In our statistics class, we discussed the following problem:
- Suppose a data set is collected that contains the city, height, weight, age, and salary of different people. For each of these people, we know if they have asthma or not.
- Suppose for the entire data set, you take the height variable and break this variable into 5 even ranges (ntiles) that now span the entire data set (e.g., 150–155 cm, 156–161 cm, etc.). Each of these ranges contain 20% of the data
- You now repeat this for the weight, age and salary variables
- Finally, you take every unique group of city, height-range, weight-range, age-range, salary-range and calculate the proportion of people that have asthma
The question being – suppose for each of these proportions, you calculate 95% confidence intervals: In such a situation, is hypothesis testing a valid approach for comparing asthma rates between different groups? As an example – are people in Buffalo, NY between 150–155 cm, 90–92 kg, 20–25 years old and earning between $\mathbf{30,000 - 40,000}$ more likely to have asthma compared to people in Orlando, Florida between 156–161 cm, 90–92 kg, 20–25 years old and earning between $\mathbf{30,000 - 40,000}$?
Based on the nature of this question and the tone in which this question was framed to us, I infer the following (and think that this is what the professor wants us to answer):
- Here, the choice of "5 groups" is arbitrary – why not choose 4 or 6?
- Binning/discretizing a continuous variable loses information
- It is possible that some of these groups might have very small counts that will not allow for hypothesis testing (e.g., small sample sizes)

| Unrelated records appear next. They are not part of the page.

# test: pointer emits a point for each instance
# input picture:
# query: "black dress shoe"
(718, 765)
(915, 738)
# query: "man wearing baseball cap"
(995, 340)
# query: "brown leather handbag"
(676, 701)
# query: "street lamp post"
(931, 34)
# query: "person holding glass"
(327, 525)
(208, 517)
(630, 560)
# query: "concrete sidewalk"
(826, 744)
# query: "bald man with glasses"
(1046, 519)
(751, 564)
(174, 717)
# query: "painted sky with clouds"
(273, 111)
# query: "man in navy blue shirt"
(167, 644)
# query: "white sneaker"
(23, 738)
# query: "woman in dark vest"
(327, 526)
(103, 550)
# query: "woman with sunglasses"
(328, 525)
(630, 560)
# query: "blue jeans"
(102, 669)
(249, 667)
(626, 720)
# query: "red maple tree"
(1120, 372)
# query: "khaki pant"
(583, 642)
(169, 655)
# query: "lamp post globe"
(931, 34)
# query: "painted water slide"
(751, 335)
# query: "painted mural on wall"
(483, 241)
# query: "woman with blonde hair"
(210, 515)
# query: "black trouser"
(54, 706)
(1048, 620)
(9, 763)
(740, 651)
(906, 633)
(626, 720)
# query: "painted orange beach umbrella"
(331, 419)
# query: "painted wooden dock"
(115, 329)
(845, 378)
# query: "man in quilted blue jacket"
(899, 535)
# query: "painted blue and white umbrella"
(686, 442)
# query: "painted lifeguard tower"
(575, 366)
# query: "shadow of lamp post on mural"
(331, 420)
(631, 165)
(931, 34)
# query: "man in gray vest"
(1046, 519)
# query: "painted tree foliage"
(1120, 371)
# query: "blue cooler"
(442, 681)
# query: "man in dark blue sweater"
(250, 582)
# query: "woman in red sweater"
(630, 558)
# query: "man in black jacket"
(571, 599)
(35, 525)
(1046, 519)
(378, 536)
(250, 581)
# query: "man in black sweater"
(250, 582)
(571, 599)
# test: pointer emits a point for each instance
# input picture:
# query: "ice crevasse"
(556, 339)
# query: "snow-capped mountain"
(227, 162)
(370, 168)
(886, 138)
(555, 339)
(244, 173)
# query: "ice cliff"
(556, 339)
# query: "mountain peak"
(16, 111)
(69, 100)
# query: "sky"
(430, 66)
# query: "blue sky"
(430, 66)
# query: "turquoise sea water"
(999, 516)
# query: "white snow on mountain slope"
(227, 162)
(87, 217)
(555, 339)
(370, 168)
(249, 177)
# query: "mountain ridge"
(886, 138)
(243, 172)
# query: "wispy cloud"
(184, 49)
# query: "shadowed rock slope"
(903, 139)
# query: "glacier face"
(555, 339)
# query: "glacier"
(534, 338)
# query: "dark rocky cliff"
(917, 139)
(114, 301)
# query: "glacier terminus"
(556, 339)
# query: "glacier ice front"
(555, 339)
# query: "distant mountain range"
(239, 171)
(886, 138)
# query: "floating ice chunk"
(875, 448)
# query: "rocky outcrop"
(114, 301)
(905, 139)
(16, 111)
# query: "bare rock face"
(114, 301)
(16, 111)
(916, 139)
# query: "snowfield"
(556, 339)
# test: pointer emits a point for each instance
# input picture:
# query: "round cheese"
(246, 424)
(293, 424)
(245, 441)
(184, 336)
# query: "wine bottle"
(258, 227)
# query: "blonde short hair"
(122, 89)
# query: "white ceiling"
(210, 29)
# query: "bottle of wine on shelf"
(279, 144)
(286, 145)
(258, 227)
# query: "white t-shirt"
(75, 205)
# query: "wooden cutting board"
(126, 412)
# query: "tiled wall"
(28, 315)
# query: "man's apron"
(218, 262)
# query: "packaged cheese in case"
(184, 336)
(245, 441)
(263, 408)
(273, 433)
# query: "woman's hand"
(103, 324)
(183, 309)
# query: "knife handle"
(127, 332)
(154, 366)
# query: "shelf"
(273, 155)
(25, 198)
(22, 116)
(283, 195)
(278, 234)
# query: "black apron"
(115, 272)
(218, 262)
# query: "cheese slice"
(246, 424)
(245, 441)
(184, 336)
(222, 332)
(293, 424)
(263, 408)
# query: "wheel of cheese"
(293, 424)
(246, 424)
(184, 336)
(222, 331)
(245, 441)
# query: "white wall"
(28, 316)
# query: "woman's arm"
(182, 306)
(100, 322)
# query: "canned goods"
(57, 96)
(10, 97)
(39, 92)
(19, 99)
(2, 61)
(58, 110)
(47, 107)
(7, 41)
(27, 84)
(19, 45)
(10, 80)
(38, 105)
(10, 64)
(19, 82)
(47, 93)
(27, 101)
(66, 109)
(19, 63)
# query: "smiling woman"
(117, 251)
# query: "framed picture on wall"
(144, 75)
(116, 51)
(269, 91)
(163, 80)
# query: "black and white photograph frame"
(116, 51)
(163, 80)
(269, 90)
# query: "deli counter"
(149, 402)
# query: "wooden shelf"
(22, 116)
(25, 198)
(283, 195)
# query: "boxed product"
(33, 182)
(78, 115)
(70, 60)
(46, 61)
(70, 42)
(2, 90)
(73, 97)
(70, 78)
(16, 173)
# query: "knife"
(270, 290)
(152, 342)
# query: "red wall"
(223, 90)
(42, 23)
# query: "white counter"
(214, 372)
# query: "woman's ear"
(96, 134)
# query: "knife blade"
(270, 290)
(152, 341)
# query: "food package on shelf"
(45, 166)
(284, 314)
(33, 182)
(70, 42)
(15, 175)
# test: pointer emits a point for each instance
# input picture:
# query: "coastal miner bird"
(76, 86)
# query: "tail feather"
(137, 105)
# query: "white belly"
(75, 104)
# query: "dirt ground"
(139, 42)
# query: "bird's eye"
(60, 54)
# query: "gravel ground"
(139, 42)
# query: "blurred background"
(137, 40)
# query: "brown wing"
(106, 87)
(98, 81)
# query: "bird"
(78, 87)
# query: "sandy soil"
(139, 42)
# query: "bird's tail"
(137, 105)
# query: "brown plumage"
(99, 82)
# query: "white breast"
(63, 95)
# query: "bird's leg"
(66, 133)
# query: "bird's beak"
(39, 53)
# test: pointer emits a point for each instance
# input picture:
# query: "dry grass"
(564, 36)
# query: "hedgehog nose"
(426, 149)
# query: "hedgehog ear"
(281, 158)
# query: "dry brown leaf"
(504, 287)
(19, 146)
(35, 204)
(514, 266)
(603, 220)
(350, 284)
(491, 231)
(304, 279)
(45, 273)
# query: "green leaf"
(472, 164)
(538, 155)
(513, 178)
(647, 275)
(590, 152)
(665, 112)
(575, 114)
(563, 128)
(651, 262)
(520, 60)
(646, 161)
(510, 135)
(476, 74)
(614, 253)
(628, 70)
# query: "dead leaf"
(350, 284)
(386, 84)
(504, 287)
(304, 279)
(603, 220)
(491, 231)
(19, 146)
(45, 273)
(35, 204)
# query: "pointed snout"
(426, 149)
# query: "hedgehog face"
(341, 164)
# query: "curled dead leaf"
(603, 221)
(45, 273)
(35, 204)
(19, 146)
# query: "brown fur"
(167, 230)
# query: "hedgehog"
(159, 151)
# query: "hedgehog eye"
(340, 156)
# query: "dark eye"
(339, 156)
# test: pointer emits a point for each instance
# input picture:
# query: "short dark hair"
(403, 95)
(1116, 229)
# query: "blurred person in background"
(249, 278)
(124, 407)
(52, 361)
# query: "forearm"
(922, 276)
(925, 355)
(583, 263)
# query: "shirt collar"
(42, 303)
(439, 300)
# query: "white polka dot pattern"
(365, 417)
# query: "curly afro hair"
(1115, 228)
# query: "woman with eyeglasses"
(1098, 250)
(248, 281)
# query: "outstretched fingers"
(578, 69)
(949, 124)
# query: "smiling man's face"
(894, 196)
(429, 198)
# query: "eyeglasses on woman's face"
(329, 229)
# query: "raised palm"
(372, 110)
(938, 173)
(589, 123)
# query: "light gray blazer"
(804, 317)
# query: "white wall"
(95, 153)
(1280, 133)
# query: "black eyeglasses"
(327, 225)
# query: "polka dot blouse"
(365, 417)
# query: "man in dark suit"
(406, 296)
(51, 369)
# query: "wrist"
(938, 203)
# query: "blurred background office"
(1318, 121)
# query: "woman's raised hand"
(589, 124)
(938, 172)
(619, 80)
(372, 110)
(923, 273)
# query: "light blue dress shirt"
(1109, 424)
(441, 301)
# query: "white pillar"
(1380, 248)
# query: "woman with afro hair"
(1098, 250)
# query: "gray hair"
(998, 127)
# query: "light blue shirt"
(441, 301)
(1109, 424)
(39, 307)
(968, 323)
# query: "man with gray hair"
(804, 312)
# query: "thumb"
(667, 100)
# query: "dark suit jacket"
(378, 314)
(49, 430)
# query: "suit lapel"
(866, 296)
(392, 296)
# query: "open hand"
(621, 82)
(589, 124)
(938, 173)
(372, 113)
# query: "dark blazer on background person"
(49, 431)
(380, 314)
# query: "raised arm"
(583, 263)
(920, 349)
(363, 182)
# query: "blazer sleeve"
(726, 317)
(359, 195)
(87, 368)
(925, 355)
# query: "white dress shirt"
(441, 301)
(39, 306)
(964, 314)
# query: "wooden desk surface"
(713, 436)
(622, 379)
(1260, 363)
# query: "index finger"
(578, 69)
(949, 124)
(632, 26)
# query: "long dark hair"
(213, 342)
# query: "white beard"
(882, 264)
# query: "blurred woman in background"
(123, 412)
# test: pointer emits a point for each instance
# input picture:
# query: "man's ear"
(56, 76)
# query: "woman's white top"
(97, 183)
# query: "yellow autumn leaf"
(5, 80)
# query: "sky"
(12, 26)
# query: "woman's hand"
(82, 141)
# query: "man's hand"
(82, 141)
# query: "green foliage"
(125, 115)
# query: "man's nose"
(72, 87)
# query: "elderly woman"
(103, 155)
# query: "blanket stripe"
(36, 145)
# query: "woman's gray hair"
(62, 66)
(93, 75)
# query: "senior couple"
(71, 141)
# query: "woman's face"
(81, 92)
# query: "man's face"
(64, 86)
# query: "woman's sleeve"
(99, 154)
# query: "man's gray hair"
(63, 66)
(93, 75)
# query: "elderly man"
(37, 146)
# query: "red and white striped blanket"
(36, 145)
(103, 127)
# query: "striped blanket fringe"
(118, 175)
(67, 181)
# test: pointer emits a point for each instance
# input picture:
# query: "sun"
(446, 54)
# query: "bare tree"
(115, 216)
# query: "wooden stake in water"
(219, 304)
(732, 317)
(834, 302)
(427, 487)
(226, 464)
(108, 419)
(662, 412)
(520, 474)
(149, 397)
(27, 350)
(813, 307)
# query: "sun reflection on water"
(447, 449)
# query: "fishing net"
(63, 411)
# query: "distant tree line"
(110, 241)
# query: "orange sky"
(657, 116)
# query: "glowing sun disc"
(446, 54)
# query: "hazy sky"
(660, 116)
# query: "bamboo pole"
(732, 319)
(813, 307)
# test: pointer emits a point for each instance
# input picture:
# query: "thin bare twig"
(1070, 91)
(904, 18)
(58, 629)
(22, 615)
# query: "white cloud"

- Depending on the binning criteria, some arrangements might surpress legitimate trends whereas other arrangements might show false trends
- Overall, logistic regression is more suitable for such problems
But in reality, is it really not suitable to compare proportions across different groups from "ntile" based bins? I understand that there will likely always be some level of arbitrariness, comparisons might not be possible on groups with smaller counts and other statistical approaches might be better – but are hypothesis tests based on such comparisons fundamentally wrong? Does this also mean we never statistically compare proportions calculated from different quantiles?
(UPDATE) Food For Thought (from comment section):
Suppose I collect data on people's weights and whether they have asthma or not - now, a medical doctor comes along and tells me that the industry definition of overweight is " > x kg" - I could now split my data into two groups (e.g. > x kg and < x kg) and see if the the proportion of asthma in overweight people is different from non-overweight.
Now, in a second example, suppose I collect the same data and this time there is no medical doctor to give me advice. I plot my data and observe (e.g. visually, or via some clustering algorithm) that there seems to be two very distinct groups of people : people with a weight > y kg and people with a weight < y kg . I can break the data into these two groups and compare the proportion of asthma in these two POST-HOC groups. In a very general sense, what is the difference between these two examples? Why is one valid and the other inherently not valid? Could I not just use some simulation technique (e.g. cross validation, bootstrapping) to "create new datasets" from the existing data to see if this "y kg" threshold that I "stumbled across" is meaningful or not?
Isn't identifying POST-HOC groups (e.g. statistical hypothesis testing) and eventually using these POST-HOC groupings for some sort of analysis the whole point of Clustering (e.g. K-Means)?
What if I POST-HOC find some interesting pattern I didnt know about prior to collecting the data? How can I khow about this in advance? Should I not investigate and report on this and test the significance of this new found pattern via simulation?
Another idea : What if I said prior to collecting data: "In whatever data I am about to collect, I think people that will be above the median weight in this future dataset are more likely to have asthma than below the median weight in this future dataset." Or, "In whatever data I am about to collect, I think people that will be in the first quartile (based on weight) in this future dataset are likely to have asthma at a different prevalence compared to people in the last quartile." In both of these cases, I have not explicitly defined these ranges - these ranges are only defined in terms of statistical functions. Are these still unsuitable approaches?
As a final concluding statement, my (naïve and likely incorrect) opinion would be : Although there is a significant risk of complicating the analysis using POST-HOC groups (e.g. bias, small sample sizes, arbitrariness) - it is not necessary true that the analysis will necessarily be invalidated when statistical comparisons are performed on POST-HOC groups?